As highlighted in yesterday’s news, the release of US inflation data this afternoon is likely to define how the financial markets behave in the coming sessions. Inflation in the 12 months leading up to July is expected to come in at 8.7%, which would represent a decline from June’s figure of 9.1%.
This would certainly go down well at the Federal Reserve, who would take this as a sign that their tough approach to monetary policy is beginning to bear fruit. However, although a step in the right direction, 8.7% is still a long way from the Fed’s target of 2%.
If US inflation is reported worse than expected, it is likely that both stocks and commodities, with the exception of gold, will take a hit this afternoon, particularly if the number is higher than June’s figure. The exception could be safe-haven asset gold, which historically benefits from periods of economic turbulence. Remember to be prepared for increased volatility in the markets around this release.
Chipmakers Feel the Effect of Rising Costs
Yesterday, the Nasdaq closed the session 1.19% lower after a bad day for chipmakers and tech stocks. Both sectors were hit after chipmaker Micron Technology slashed its revenue guidance for the current quarter on falling demand, and closed the session down by 3.74%.
This negative outlook followed Nvidia’s similar warning on Monday that Q2 revenue would drop, ahead of their earnings announcement later this month. Consequently, yesterday, the Philadelphia Semiconductor Index fell more than 4.5%, despite a new US bill being signed that will allocate $52.7 billion in subsidies for semiconductor production and research in the US.
Behind the worse outlook is the rising cost of living, which is forcing consumers to re-evaluate their spending habits. Predictably, this is causing demand for discretionary goods, such as electronic gadgets, to fall as essentials take priority.
It would not be surprising if we saw more guidance cuts from other discretionary goods and services companies in the near future, potentially starting with Walt Disney’s earnings announcement tonight once the market closes.
The Streaming Wars Heat Up
Of particular interest to many investors this evening will be subscriber numbers for Disney+. In a year that has seen Netflix lose subscribers two quarters in a row, it will be interesting to see whether Disney+ can take advantage of this to close the gap on their rival.
If subscribers keep leaving Netflix, the streaming giant is going to feel its revenue affected at some point. Unlike Netflix, Disney is not reliant on money from its streaming service, generating several other sources of revenue outside of Disney+ (which is still a loss-making operation). These additional streams of revenue could prove pivotal in the future.
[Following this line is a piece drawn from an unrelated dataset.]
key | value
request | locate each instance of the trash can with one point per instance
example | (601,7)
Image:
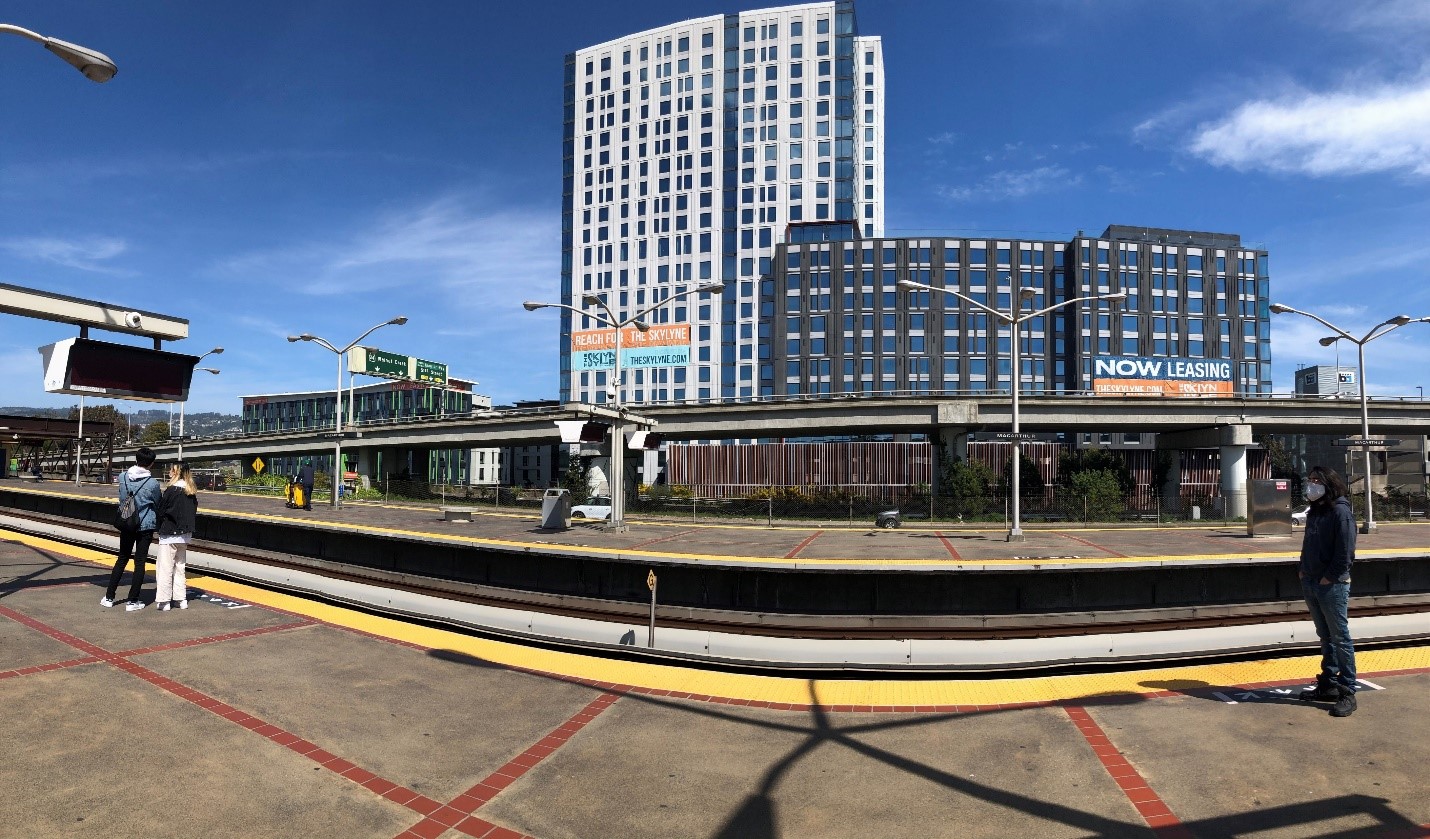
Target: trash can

Naturally, demand for both streaming services is likely to feel the effect of rising costs at some point, and a possible recession will only make this worse. However, a downturn could also give Disney+ an opportunity to close the gap on its main competitor.
For companies which are cash-rich, a recession can be an opportunity to steal market share from competitors by scaling up investment in future growth. In Disney’s previous quarterly results, they reportedly had more than $13 billion in cash compared to Netflix’s $5.8 billion.
In the event of a downturn, we could, therefore, see Disney take advantage of their bigger war chest by becoming more aggressive with new content in an attempt to dethrone Netflix as the world’s most popular streaming service.